Statistical analyses of hydrophobic interactions: A mini-review

TL;DR

This mini-review summarizes recent advances in understanding hydrophobic interactions, highlighting inverse temperature behavior, effects of attractive forces, and the importance of molecular theories for accurate interpretation.

Contribution

It presents new insights into hydrophobic interactions, emphasizing the inverse temperature phenomenon and the role of attractive forces, with evaluation of molecular theories for corrections.

Findings

Hydrophobic interactions strengthen with increasing temperature.

Adding attractive forces weakens hydrophobic bonds.

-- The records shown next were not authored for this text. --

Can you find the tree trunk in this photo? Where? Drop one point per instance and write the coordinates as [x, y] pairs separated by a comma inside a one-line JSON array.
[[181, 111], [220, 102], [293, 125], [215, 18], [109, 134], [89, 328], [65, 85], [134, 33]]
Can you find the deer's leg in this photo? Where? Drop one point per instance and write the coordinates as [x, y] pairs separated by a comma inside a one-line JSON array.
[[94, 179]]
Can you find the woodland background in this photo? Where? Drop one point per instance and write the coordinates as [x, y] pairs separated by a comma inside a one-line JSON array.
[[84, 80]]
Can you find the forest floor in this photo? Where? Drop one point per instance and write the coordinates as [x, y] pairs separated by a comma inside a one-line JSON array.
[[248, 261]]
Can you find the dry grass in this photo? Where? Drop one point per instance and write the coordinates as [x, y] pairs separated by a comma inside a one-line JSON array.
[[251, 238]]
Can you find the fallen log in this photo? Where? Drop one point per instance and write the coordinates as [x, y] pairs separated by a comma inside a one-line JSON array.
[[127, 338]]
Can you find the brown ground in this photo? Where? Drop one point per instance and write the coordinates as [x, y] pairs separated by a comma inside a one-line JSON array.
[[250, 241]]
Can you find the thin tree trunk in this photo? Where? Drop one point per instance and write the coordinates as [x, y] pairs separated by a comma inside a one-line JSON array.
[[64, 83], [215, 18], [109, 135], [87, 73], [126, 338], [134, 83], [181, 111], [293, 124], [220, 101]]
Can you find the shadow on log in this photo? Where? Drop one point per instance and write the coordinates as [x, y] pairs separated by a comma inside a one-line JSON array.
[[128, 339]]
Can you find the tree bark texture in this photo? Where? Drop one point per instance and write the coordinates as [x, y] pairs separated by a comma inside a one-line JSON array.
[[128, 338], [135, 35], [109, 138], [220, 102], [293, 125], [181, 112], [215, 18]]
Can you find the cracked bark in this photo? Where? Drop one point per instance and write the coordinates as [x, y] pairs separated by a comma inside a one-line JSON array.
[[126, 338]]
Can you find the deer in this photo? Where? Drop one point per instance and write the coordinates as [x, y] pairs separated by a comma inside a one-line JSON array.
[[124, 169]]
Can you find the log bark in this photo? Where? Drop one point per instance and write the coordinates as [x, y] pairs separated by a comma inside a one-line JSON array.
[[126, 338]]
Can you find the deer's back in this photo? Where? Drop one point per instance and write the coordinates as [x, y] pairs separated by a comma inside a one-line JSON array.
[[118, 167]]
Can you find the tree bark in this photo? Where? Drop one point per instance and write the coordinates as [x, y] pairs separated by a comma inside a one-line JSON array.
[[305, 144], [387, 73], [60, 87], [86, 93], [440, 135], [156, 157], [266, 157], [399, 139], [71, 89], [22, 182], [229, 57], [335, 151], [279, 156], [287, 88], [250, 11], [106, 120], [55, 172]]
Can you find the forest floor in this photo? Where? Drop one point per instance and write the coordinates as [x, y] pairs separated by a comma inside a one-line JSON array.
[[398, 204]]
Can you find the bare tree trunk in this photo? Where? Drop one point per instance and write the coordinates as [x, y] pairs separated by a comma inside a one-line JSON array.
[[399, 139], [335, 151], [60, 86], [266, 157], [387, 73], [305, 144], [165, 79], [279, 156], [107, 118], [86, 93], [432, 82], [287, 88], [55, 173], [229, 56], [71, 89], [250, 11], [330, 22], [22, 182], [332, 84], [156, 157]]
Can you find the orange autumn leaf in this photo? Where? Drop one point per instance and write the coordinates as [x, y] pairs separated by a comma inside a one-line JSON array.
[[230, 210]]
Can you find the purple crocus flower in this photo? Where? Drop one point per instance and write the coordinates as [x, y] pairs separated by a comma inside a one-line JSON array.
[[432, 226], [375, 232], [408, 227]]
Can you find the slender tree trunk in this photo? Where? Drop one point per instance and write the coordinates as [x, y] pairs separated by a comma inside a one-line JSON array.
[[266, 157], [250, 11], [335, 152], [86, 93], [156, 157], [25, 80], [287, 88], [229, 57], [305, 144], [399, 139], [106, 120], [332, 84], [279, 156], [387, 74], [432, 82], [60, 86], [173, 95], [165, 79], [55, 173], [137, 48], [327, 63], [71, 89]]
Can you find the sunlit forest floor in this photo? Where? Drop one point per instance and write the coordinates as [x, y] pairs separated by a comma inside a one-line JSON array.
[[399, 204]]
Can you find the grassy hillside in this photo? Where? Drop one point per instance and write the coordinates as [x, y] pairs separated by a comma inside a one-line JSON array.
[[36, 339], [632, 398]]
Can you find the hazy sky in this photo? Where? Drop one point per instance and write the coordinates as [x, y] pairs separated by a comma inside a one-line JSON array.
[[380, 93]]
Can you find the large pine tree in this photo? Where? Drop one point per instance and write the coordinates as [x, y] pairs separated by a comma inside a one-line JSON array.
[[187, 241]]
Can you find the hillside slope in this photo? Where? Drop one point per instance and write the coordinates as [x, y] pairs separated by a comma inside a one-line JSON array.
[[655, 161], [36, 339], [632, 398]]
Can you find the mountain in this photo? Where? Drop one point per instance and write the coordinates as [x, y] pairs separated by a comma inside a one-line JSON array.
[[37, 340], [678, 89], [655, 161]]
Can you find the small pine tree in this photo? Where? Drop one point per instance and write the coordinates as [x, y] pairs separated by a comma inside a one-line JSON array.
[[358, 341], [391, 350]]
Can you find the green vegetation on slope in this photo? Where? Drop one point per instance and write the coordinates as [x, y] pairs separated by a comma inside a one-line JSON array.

Molecular quasi-chemical theory shows promise for corrections.

Abstract

This review focuses on the striking recent progress in solving for hydrophobic interactions between small inert molecules. We discuss several new understandings. Firstly, the _inverse _temperature phenomenology of hydrophobic interactions, _i.e., strengthening of hydrophobic bonds with increasing temperature, is decisively exhibited by hydrophobic interactions between atomic-scale hard sphere solutes in water. Secondly, inclusion of attractive interactions associated with atomic-size hydrophobic reference cases leads to substantial, non-trivial corrections to reference results for purely repulsive solutes. Hydrophobic bonds are _weakened by adding solute dispersion forces to treatment of reference cases. The classic statistical mechanical theory for those corrections is not accurate in this application, but molecular quasi-chemical theory shows promise. Finally, because of the masking roles of excluded volume and attractive interactions, comparisons that do not discriminate the different possibilities face an interpretive danger.